Ainsi, bien qu’elle ait été amendée en 2001, la Fair Trade Practices Act de la Tanzanie contenait de nombreuses lacunes. Au Forum mondial sur la concurrence, Godfrey Mkocha a rapporté que les dispositions visant les pratiques commerciales restrictives étaient si générales que des conduites proconcurrentielles, ou encore des microentreprises (qui ne sont pas régies par le droit de la concurrence habituellement) pouvaient être mises en cause. Il a également affirmé que la loi de 1994 accordait des pouvoirs discrétionnaires excessifs au ministre de l’Industrie et du Commerce quant à la supervision de certaines affaires.

En 2003, le Parlement de la Tanzanie a promulgué une nouvelle loi, la Fair Competition Act, en vue de corriger beaucoup de ces lacunes. Cette loi a donné lieu à la création de trois institutions : une commission de la concurrence équitable, indépendante, un tribunal de la concurrence équitable qui statue sur les appels et un conseil national de défense des consommateurs. La Fair Competition Commission est autorisée à ordonner aux entreprises de mettre fin à leur comportement anticoncurrentiel et de verser une compensation financière. Elle peut également imposer des amendes aux contrevenants à la loi.

Des données probantes pour les défenseurs d’une politique de la concurrence

Les conclusions de l’étude de M. Kahyarara ont paru en 2004 dans un livre publié par la CNUCED, Competition, Competitiveness and Development: Lessons from Developing Countries. Ce livre constitue pour les responsables des politiques un outil important qui les aidera à forger des alliances avec ceux qui ont tout à gagner d’une politique de la concurrence vigoureuse.

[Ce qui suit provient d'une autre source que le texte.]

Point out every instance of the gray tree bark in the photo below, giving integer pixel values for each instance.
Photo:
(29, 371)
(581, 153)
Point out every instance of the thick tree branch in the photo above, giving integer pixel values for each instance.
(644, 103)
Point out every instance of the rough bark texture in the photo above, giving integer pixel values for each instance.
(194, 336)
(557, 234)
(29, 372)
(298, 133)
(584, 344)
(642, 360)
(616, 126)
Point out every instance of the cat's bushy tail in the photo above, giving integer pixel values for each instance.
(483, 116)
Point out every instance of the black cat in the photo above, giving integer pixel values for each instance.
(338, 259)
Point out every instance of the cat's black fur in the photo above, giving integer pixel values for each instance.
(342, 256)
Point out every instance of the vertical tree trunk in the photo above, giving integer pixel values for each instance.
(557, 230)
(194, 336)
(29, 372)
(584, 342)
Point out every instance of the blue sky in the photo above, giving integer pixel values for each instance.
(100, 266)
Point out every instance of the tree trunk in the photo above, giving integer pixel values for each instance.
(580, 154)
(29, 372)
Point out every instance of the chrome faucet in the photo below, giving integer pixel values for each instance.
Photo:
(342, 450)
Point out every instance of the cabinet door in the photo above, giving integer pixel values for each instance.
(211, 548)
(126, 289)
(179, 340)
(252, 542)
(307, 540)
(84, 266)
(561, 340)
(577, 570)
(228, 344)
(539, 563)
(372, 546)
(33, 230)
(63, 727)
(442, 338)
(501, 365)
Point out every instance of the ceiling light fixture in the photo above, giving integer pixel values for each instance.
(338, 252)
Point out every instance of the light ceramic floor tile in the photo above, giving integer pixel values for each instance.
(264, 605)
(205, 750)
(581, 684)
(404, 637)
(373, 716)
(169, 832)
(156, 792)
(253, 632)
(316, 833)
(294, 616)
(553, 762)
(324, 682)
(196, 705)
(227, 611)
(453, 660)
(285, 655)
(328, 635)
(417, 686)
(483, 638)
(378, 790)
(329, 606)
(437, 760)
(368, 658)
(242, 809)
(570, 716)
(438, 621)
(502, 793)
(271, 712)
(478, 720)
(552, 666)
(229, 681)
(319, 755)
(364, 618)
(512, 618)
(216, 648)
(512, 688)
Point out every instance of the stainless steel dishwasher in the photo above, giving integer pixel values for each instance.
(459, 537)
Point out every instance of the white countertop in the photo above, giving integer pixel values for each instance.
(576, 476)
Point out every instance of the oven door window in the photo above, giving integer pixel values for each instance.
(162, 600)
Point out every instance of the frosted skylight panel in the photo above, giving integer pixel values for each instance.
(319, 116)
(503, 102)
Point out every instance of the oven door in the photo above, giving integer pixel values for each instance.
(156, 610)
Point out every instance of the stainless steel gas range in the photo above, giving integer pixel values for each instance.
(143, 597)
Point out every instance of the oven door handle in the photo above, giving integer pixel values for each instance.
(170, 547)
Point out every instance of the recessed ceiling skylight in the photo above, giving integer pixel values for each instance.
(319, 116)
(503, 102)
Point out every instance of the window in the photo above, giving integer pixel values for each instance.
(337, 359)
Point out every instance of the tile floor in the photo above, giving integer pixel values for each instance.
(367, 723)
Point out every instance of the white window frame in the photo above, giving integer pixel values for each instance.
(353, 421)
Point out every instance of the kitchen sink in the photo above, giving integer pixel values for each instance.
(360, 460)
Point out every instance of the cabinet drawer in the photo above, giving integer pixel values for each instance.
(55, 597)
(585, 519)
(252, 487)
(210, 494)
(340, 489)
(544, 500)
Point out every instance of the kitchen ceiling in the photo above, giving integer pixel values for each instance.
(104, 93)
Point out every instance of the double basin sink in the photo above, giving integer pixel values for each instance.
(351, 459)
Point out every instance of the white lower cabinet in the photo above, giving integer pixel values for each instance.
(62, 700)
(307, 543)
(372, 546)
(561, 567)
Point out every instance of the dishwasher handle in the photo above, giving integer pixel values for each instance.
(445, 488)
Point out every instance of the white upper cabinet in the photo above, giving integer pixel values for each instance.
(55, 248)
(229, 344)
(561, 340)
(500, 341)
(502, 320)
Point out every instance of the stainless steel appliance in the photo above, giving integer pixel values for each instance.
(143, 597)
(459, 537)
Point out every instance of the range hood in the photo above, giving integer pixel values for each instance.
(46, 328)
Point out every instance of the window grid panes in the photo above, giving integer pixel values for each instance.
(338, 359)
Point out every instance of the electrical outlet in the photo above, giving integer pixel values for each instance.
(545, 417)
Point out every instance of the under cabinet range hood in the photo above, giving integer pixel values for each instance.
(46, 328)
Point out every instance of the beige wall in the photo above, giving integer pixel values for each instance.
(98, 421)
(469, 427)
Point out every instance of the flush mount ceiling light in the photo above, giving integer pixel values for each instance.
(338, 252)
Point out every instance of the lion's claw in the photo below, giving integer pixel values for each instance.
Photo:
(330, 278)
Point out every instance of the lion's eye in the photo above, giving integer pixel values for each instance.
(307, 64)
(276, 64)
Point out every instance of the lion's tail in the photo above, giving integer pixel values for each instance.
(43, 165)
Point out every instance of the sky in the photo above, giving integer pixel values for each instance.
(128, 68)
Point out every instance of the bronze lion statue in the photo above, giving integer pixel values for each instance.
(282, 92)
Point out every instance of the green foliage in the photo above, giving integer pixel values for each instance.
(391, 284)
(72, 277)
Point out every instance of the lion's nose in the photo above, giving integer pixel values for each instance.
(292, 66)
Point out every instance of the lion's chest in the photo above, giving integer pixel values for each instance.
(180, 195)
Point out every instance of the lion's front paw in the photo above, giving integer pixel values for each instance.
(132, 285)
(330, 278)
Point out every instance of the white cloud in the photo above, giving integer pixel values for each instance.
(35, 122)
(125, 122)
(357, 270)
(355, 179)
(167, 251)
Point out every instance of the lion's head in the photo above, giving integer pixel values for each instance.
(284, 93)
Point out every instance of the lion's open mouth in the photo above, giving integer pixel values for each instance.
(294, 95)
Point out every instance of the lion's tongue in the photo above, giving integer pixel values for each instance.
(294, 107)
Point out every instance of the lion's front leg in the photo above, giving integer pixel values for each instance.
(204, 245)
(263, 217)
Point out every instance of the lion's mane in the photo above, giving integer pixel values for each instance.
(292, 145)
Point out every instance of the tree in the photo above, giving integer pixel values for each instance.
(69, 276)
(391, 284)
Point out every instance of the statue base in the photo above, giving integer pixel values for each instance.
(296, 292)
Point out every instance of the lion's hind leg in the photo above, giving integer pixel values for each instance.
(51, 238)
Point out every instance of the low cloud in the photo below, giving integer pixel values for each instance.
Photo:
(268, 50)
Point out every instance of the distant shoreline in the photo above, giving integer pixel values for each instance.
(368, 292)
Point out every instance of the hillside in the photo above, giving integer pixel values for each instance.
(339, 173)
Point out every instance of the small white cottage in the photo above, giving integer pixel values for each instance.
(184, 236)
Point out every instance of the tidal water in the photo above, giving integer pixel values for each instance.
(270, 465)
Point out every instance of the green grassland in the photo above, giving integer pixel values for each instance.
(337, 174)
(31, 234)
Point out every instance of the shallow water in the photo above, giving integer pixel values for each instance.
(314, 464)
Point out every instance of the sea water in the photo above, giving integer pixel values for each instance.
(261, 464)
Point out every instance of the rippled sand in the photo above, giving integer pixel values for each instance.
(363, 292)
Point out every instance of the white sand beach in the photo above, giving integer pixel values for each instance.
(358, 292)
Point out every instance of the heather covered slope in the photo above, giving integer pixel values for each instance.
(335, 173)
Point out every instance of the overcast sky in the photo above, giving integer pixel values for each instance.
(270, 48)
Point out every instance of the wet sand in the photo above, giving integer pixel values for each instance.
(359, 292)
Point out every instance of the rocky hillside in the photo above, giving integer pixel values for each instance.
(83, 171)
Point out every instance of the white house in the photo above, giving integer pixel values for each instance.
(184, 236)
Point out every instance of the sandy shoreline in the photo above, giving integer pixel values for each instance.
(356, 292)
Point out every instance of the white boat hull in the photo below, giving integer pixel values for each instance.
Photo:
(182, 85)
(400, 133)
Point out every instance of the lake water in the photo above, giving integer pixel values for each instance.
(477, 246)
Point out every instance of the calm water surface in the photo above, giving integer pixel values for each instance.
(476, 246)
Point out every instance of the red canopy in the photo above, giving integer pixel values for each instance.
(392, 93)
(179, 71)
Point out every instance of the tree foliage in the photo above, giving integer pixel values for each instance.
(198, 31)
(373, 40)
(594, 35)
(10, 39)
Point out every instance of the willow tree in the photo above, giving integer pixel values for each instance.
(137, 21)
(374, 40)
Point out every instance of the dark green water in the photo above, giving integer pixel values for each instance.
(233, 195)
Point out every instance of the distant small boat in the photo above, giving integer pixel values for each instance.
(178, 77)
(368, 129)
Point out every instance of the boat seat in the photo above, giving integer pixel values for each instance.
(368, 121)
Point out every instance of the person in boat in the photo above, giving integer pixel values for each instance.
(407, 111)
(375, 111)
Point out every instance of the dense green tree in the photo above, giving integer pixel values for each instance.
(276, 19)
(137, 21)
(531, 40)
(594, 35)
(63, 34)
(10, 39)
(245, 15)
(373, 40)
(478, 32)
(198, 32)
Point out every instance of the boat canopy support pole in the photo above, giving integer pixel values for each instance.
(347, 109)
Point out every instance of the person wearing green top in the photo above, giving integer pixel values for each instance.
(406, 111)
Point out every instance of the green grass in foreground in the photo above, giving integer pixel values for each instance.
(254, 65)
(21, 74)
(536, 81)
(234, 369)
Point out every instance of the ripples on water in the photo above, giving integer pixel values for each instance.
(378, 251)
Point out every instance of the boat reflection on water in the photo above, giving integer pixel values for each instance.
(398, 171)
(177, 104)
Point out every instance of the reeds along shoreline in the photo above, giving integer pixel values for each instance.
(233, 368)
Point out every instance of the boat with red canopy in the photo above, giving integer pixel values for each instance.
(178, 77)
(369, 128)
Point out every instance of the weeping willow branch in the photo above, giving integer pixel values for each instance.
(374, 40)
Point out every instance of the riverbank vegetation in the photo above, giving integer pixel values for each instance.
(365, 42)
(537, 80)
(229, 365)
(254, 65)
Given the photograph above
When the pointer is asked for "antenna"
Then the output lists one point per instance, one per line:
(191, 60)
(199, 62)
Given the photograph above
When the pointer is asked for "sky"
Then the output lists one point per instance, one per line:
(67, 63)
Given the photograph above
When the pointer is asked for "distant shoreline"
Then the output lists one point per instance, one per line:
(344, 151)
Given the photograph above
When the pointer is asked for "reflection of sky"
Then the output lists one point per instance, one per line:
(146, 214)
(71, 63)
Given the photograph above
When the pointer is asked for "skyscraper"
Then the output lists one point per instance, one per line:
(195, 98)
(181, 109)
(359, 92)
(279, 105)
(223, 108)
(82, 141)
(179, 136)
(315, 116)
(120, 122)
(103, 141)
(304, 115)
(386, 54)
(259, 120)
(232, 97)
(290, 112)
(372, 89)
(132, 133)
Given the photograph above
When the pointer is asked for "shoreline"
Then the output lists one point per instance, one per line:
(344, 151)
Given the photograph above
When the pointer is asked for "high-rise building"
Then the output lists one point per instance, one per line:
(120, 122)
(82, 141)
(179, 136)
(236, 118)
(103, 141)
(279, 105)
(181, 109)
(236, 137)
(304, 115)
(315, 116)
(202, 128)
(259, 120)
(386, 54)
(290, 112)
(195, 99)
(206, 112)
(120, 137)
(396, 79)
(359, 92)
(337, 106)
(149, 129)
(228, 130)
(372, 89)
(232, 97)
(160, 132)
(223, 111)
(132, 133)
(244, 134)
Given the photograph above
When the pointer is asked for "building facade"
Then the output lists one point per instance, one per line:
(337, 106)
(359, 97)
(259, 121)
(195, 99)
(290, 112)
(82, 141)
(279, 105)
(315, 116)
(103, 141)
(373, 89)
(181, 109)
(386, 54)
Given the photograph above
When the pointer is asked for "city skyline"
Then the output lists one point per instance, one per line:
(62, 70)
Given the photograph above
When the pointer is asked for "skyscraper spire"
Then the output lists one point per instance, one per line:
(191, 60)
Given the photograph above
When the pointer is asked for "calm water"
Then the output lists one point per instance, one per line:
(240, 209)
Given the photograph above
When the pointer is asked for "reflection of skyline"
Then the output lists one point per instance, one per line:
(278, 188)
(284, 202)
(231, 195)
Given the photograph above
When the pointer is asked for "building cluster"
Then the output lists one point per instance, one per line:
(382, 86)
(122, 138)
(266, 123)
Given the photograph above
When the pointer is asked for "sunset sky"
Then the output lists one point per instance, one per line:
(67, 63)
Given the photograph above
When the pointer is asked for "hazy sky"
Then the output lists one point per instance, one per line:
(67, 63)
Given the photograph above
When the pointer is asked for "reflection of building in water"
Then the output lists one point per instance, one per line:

Malgré le nombre croissant de gouvernements qui adoptent des lois sur la concurrence, Lucian Cernat affirme qu’il n’y a encore aucun consensus sur l’opportunité de telles politiques. Selon lui notamment, il n’est pas acquis que la concurrence figurera au programme des négociations commerciales dans le cadre de l’accord de partenariat entre le Groupe des États d’Afrique, des Caraïbes et du Pacifique et l’Union européenne; or, les conclusions qui découlent de la recherche menée en Tanzanie prouvent qu’il y aurait lieu que ce soit le cas.

L’auteur de cette étude de cas, Peter Diekmeyer, est rédacteur pigiste à Montréal spécialisé en affaires et économie. L’étude s’appuie sur le chapitre « Competition policy, manufacturing exports, investment and productivity: Firm-level evidence from Tanzania manufacturing enterprises », de Godius Kahyarara paru dans Competition, Competitiveness and Development: Lessons from Developing Countries (CNUCED, 2004).

Les opinions exprimées dans cette étude de cas sont celles des chercheurs subventionnés par le CRDI et des experts dans le domaine.